The pixels in an inkjet printer use four droplet colors to create millions of apparent hues. Depending how they are arranged on the paper, these dots can be made into myriad shapes, from simple letters to elaborate trees. Scientists have wanted to do something similar with soft composite materials. “If you want a material that interacts well with humans, you want it to be soft,” Brun said. But the gooey liquids that cure into elastic solids have proven too viscous for inkjets and too pliant for 3D printers. The new approach finds a way to work with the inherent properties of curable elastic polymers, such as silicone rubber, and could be extended to work with some liquid metals and molten glass. “This simple and versatile technique opens many paths to develop ‘soft-robotic’ devices, at least for fast prototyping,” said José Bico, a physicist at ESPCI-Paris, who was not involved in the research. “Sometimes you think you need to make very complicated things,” Bico added, “but what works in practice are very simple things.” When you put a straw into a glass of water and the water rises through the straw, that’s due to capillary action, in which liquid flows into a narrow space. In this case, that narrow space is a thin layer between two acrylic plates. When the researchers dropped a sample liquid into holes in the top plate, it seeped into the space between the plates in mathematically predictable ways. The liquids spread and eventually came in contact with each other, forming the edge of each pixel. Because of their honey-like viscosity, the pixels didn’t mix. Moreover, without air between them, the liquids essentially zipped together to create geometric features, Brun said.
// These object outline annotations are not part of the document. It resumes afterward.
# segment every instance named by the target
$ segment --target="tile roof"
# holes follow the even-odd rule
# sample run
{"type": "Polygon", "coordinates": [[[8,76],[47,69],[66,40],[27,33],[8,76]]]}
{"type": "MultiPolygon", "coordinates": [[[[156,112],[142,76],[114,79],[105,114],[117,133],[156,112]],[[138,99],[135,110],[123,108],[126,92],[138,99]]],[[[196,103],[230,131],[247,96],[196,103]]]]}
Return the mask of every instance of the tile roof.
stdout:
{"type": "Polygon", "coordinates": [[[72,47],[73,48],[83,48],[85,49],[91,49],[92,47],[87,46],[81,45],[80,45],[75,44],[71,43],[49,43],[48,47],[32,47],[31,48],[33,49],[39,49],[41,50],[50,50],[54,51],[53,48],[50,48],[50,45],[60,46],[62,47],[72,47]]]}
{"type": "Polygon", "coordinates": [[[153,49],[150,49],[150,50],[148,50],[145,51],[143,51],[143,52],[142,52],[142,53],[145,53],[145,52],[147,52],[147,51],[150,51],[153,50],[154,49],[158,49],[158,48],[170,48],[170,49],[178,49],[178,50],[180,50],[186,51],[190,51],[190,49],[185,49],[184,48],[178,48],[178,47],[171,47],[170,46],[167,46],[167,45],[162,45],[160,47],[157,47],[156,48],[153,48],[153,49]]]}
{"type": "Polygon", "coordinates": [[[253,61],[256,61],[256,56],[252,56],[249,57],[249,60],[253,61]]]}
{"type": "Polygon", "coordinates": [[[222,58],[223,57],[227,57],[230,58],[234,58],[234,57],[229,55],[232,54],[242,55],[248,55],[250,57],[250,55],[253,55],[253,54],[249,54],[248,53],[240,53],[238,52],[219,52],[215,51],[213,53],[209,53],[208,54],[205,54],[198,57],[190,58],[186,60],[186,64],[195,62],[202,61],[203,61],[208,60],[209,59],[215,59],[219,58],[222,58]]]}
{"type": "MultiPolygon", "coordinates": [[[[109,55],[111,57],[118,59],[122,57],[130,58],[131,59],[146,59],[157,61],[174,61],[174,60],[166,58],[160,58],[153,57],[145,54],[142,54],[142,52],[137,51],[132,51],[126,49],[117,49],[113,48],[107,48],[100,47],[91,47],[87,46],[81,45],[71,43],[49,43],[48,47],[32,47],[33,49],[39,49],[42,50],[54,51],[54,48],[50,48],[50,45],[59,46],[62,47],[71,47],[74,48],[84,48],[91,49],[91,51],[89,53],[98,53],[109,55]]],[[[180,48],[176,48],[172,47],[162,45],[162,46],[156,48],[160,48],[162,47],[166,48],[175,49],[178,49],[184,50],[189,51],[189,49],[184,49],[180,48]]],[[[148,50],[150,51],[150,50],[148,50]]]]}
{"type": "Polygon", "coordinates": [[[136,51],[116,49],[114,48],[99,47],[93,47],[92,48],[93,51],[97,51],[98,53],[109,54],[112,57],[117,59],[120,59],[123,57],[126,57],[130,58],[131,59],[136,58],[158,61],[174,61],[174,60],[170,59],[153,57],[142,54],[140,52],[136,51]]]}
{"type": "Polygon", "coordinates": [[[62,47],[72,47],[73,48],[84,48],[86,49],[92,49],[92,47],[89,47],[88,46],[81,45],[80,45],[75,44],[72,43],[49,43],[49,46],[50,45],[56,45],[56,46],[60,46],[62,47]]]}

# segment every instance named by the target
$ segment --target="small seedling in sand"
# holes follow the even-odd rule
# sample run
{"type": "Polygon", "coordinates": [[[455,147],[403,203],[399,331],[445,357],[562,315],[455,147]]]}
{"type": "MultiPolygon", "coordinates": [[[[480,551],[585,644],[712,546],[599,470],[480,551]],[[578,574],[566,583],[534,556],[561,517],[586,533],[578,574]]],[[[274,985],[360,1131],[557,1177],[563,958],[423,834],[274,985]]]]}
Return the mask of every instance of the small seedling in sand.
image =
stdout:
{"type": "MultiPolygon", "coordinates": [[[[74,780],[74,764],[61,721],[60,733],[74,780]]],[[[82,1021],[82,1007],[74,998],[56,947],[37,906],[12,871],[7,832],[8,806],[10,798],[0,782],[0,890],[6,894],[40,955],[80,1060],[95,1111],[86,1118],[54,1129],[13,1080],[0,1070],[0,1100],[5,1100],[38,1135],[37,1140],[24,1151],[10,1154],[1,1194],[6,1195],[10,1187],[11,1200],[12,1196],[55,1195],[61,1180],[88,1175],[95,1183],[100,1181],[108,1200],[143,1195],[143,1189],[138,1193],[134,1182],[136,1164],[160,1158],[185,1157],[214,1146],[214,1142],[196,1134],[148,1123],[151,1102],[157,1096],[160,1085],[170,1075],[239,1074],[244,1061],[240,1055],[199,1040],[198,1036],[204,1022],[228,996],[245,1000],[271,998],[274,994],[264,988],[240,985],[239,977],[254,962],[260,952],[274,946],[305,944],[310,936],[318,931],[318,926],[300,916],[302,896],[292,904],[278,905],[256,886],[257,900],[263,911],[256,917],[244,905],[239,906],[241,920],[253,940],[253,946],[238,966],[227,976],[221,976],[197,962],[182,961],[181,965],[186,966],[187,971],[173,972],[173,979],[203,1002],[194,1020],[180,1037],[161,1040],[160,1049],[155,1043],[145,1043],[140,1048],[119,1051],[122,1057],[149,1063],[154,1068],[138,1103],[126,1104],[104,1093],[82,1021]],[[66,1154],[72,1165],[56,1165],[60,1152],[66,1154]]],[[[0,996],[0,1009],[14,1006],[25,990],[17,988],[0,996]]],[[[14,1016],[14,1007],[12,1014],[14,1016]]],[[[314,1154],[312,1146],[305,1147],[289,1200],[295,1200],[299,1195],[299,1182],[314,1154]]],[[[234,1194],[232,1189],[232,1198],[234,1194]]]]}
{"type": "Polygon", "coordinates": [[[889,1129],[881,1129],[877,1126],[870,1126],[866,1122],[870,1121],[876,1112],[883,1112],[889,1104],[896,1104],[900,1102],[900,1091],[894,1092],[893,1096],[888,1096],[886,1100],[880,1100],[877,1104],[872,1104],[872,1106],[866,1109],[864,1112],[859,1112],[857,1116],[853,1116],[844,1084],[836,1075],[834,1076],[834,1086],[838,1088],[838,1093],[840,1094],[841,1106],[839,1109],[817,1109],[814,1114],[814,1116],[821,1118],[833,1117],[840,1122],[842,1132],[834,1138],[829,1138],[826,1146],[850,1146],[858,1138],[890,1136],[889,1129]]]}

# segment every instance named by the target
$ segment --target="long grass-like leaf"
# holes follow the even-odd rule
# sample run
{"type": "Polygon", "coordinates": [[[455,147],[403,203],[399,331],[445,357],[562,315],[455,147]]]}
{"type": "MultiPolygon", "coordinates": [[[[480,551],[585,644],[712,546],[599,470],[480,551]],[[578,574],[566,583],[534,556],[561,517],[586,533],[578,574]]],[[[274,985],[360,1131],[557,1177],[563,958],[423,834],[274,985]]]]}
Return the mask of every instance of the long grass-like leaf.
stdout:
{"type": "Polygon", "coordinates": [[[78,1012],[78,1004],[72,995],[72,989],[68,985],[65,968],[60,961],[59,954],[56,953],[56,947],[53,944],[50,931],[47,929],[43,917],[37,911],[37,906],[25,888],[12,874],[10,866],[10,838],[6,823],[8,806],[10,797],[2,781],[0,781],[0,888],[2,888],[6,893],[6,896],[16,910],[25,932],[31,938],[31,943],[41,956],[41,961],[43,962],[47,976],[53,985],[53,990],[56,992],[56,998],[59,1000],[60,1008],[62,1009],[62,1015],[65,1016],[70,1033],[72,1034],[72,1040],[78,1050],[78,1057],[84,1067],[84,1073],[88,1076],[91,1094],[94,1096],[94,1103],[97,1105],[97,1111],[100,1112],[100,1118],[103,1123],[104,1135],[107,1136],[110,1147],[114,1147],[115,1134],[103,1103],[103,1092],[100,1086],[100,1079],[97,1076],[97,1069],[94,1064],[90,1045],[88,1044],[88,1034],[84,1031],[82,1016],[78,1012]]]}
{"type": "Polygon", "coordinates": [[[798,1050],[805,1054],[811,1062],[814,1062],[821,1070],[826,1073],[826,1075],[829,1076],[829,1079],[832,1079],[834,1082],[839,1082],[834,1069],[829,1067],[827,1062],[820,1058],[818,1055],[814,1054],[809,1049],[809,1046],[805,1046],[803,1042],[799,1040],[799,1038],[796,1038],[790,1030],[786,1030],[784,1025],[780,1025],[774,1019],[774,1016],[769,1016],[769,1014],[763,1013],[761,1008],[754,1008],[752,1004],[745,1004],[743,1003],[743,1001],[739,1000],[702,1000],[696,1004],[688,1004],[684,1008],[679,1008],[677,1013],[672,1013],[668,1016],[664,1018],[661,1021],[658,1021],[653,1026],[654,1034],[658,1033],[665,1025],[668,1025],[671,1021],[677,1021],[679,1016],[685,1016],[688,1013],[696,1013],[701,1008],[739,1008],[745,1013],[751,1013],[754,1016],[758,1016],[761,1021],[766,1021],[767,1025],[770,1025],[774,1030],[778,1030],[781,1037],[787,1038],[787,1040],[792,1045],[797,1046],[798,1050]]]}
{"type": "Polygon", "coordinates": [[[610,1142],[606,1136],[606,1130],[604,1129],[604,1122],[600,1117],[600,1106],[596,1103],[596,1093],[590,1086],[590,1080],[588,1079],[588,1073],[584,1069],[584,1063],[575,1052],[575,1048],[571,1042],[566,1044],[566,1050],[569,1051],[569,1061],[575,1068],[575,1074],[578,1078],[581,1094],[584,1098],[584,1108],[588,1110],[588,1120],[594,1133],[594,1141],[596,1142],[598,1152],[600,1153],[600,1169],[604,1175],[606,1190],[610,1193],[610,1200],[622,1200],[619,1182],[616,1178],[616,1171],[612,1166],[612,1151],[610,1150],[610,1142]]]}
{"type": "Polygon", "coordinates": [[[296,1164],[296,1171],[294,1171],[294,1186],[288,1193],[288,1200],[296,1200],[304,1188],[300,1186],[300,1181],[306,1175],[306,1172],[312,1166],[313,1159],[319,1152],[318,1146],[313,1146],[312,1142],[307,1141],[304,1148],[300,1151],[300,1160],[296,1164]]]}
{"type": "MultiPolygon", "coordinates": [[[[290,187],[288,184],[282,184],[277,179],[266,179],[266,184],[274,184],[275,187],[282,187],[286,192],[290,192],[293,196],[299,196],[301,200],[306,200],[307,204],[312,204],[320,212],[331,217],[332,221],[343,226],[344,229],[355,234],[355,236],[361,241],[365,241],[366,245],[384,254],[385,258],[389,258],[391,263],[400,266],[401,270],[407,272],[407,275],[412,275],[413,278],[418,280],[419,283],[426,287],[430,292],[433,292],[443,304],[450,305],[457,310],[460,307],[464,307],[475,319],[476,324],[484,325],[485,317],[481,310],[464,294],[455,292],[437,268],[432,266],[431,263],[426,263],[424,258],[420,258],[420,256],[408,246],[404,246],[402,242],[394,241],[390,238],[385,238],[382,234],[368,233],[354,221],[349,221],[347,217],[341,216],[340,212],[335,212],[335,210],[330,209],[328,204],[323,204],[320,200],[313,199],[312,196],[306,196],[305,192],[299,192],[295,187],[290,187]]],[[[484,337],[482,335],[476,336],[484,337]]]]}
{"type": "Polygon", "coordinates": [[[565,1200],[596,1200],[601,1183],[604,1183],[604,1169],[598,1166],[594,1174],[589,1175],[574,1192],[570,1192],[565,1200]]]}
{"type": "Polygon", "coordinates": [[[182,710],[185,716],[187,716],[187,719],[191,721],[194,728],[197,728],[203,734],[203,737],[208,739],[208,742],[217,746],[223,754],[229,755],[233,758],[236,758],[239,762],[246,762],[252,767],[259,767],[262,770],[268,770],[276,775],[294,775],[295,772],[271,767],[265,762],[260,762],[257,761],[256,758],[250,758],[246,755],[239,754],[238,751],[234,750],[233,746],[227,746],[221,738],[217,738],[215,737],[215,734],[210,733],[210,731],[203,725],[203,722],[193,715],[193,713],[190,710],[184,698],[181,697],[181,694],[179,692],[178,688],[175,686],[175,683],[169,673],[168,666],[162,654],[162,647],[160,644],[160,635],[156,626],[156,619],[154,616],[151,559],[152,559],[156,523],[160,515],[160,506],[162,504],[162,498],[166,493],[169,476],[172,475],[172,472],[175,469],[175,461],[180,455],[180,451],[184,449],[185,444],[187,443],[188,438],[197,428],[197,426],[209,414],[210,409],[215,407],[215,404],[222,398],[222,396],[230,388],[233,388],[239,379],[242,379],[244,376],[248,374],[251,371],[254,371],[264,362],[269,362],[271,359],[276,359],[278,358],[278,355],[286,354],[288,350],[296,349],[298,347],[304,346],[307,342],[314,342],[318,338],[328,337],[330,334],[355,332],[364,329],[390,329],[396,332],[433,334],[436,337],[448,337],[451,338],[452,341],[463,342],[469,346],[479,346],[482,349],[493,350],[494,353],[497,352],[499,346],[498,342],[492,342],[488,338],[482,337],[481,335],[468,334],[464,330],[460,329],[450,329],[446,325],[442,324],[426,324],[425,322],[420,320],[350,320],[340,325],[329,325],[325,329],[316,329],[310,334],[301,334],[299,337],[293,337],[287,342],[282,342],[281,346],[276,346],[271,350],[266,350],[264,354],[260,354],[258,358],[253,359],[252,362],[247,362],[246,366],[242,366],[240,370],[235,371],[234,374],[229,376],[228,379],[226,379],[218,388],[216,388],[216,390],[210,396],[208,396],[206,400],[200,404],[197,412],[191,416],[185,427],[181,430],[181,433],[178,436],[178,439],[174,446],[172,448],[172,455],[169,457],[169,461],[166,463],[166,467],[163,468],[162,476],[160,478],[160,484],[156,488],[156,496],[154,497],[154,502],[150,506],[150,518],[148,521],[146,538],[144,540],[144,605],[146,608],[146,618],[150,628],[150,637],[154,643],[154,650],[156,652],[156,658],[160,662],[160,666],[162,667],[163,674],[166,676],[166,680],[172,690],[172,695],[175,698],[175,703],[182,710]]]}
The material then cured into a solid in a few minutes at ambient temperatures, creating a sheet of soft-pixelated elastic. As their proof of concept, the researchers used color to make a variety of composite images — a Princeton-themed “P” and a figure inspired by Space Invaders, the pioneering arcade game. The same principle can be applied to pixels with varied mechanical or magnetic properties, leading to vast new applications in soft robotics, medical devices and beyond. “You could easily pick a region where you add magnetic particles so that when the sheet is composed, it has regions that could be actuated with magnets,” said co-author Christopher Ushay, a Ph.D. candidate in Brun’s lab.

Reverse engineering an age-old problem

To determine where to put the holes in creating a design, they borrowed a mathematical trick from image analysis called watershed transform. Imagine river basins on a topographic map: If you flood the area, which river basin will the water run into? Researchers used the same idea to determine where the polymers would flow before they came in contact. But because they were using polymers with different viscosities, they flow at different rates. “This is taking the watershed transform a little bit farther,” Ushay said. “You’re no longer doing a transform with respect to space, but also with respect to time.” The researchers were able to create different patterns, called Voronoi tessellations, depending on how many holes they used and the spacing between them. For example, by using four holes, they could create square patterns, and using six sources, they could create triangles. “The surprising thing here is how well it works,” Brun said. “If we don’t start in a perfectly synchronized way, you’d think we’d get a slightly crooked pattern. But this is not the case. Things manage to catch up. This is very important for the robustness of the approach.” Future research will look at how to stack the thin pixelated sheets to created voxels, or volumetric pixels. “We’re obtaining these very thin sheets,” Brun said. “But we’re made of 3D materials.” The National Science Foundation was one of the funders of the work, as part of an effort to find ecological approaches to manufacturing, Brun said. By taking advantage of natural properties, this technology requires less energy because it can be performed at room temperature and needs no specific building to be designed to operate it. The technique could also be scaled up for architectural structures such as bridges and arches or scaled down to apply to microscopic structures.